Quantum agents in the Gym: a variational quantum algorithm for deep Q-learning.

Quantum machine learning (QML) has been identified as one of the key fields that could reap advantages from near-term quantum devices, next to optimization and quantum chemistry. Research in this area has focused primarily on variational quantum algorithms (VQAs), and several proposals to enhance supervised, unsupervised and reinforcement learning (RL) algorithms with VQAs have been put forward. Out of the three, RL is the least studied and it is still an open question whether VQAs can be competitive with state-of-the-art classical algorithms based on neural networks (NNs) even on simple benchmark tasks. In this work, we introduce a training method for parametrized quantum circuits (PQCs) to solve RL tasks for discrete and continuous state spaces based on the deep Q-learning algorithm. To evaluate our model, we use it to solve two benchmark environments from the OpenAI Gym, Frozen Lake and Cart Pole. We provide insight into why the performance of a VQA-based Q-learning algorithm crucially depends on the observables of the quantum model and show how to choose suitable observables based on the RL task at hand.
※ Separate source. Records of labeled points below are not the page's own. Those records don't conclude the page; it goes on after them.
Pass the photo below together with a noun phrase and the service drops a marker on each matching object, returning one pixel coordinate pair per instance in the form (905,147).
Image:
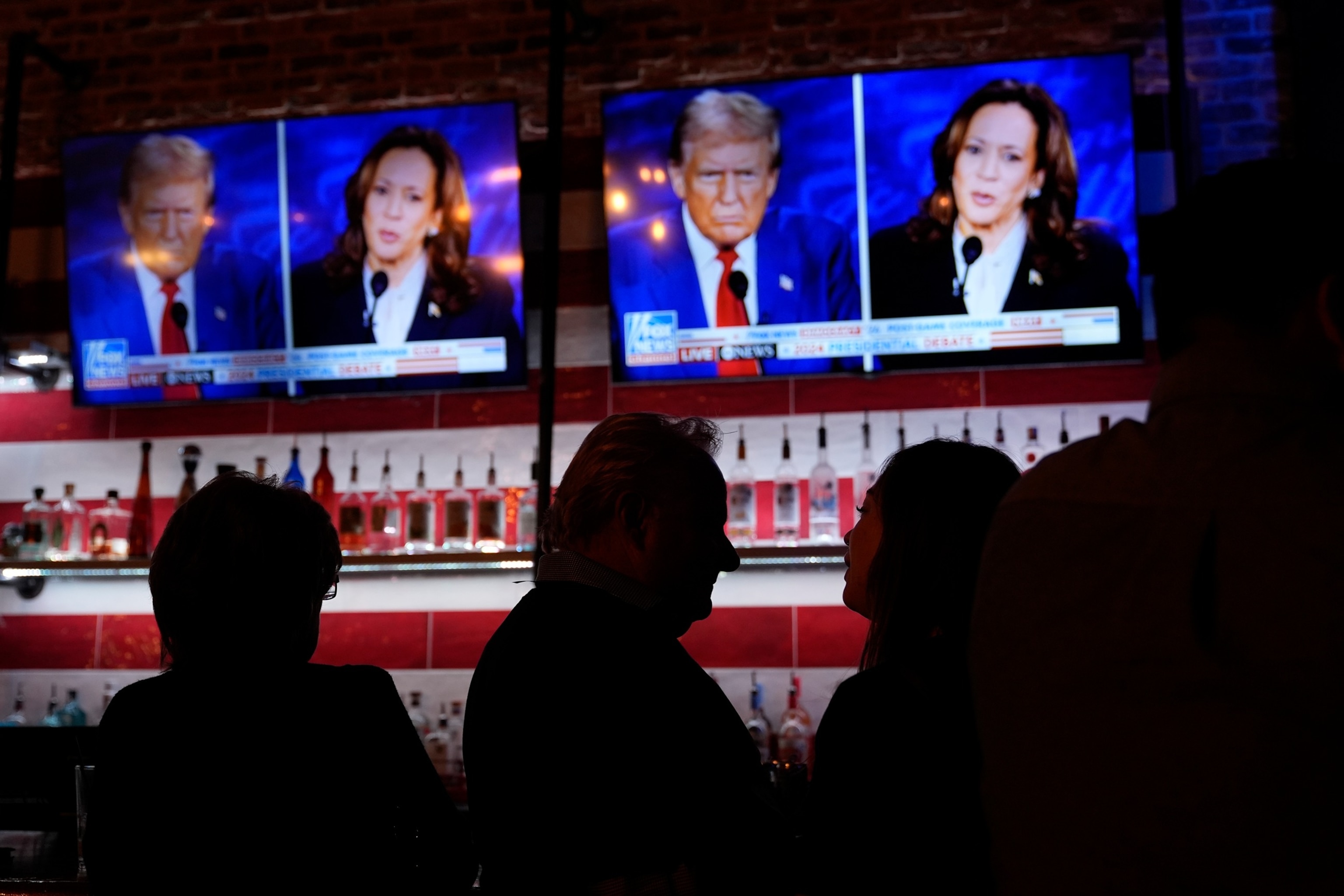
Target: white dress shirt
(705,252)
(396,308)
(154,298)
(992,274)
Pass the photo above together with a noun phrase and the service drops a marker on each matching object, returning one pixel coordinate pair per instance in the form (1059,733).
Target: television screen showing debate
(344,254)
(931,218)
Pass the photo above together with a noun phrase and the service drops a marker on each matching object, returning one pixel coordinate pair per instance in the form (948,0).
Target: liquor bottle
(420,516)
(490,515)
(741,496)
(385,530)
(867,473)
(437,745)
(823,495)
(295,476)
(785,497)
(17,719)
(527,512)
(109,530)
(324,484)
(354,514)
(53,718)
(458,515)
(795,730)
(759,726)
(190,456)
(143,511)
(418,717)
(73,715)
(69,526)
(37,528)
(1032,451)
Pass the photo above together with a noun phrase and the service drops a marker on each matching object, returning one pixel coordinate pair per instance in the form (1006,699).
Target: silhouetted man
(1159,640)
(601,757)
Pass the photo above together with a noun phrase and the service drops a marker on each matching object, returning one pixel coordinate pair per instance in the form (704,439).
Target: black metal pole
(552,284)
(19,45)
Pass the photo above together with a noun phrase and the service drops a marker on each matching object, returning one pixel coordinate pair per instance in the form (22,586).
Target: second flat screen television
(957,217)
(343,254)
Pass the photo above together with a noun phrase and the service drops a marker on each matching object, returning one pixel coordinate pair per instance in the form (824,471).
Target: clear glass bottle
(742,496)
(295,475)
(759,726)
(527,514)
(787,497)
(420,516)
(458,515)
(795,730)
(73,715)
(823,495)
(490,515)
(17,719)
(1032,451)
(69,526)
(37,528)
(190,456)
(354,514)
(143,511)
(324,484)
(418,717)
(109,530)
(385,526)
(867,472)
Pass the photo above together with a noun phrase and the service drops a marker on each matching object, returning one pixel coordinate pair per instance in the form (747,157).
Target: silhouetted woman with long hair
(894,804)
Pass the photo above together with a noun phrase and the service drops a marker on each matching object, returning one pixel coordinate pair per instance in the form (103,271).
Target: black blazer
(597,749)
(308,780)
(894,802)
(914,280)
(331,312)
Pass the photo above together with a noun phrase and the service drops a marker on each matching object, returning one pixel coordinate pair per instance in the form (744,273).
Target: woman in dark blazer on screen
(1006,176)
(894,802)
(401,272)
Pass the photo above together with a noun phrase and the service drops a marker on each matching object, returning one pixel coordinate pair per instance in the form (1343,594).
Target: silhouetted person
(1158,648)
(601,758)
(245,767)
(894,804)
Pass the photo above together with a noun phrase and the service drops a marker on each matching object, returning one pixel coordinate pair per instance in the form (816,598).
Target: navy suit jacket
(330,311)
(804,273)
(237,309)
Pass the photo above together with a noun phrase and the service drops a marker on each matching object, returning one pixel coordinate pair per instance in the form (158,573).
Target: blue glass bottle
(295,476)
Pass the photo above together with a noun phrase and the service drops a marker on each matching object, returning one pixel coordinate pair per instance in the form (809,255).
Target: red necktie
(732,312)
(172,340)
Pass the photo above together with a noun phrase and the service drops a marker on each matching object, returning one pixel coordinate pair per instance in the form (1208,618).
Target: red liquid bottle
(324,485)
(143,511)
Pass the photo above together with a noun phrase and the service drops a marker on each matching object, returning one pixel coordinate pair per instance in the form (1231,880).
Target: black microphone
(379,281)
(738,284)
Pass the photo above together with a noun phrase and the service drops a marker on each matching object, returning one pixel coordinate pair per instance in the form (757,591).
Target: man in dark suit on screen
(725,259)
(601,758)
(172,290)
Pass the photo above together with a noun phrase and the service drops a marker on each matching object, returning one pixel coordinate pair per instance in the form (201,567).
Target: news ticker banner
(108,363)
(654,338)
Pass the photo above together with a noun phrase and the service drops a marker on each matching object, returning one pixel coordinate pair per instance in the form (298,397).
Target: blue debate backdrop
(905,112)
(323,154)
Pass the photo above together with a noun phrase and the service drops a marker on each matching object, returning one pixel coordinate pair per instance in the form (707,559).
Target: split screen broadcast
(929,218)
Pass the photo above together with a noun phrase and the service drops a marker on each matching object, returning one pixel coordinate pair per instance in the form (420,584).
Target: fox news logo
(107,363)
(650,338)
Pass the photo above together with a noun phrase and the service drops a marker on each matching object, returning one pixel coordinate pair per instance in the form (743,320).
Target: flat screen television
(959,217)
(377,252)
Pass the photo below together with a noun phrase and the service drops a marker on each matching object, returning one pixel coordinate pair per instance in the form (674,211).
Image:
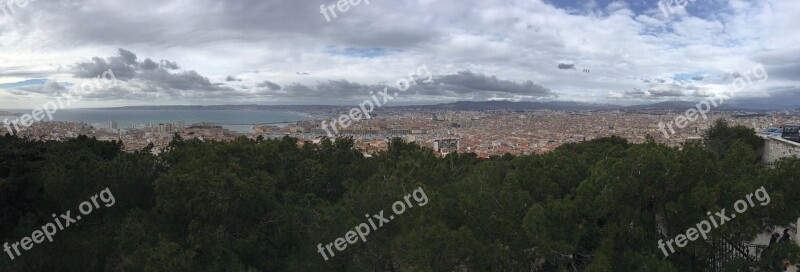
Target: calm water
(237,120)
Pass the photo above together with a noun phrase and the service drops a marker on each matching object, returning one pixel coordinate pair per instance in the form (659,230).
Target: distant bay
(236,120)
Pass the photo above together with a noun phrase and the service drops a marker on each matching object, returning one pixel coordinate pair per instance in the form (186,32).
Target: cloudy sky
(199,52)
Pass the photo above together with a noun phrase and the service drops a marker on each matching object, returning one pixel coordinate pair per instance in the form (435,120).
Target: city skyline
(276,53)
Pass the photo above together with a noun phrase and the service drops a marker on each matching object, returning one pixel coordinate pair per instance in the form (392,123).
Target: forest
(266,205)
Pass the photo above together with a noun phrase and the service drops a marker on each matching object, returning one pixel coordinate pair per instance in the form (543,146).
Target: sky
(270,52)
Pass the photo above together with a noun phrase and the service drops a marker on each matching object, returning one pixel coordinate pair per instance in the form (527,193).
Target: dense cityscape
(485,133)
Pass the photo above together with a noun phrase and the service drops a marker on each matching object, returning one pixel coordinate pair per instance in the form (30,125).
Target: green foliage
(265,205)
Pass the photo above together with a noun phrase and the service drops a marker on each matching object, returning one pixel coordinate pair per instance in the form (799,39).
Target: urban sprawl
(485,133)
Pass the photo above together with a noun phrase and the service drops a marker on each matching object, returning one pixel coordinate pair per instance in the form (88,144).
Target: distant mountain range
(470,106)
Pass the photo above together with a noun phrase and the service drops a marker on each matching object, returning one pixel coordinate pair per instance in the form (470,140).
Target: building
(439,145)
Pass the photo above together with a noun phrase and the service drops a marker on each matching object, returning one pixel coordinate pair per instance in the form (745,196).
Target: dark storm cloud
(272,86)
(469,82)
(146,79)
(564,66)
(49,87)
(666,90)
(462,84)
(212,21)
(148,64)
We compare the performance of our model to that of a NN for agents that need similar time to convergence, and find that our quantum model needs approximately one-third of the parameters of the classical model to solve the Cart Pole environment in a similar number of episodes on average. We also show how recent separation results between classical and quantum agents for policy gradient RL can be adapted to quantum Q-learning agents, which yields a quantum speed-up for Q-learning. This work paves the way towards new ideas on how a quantum advantage may be obtained for real-world problems in the future.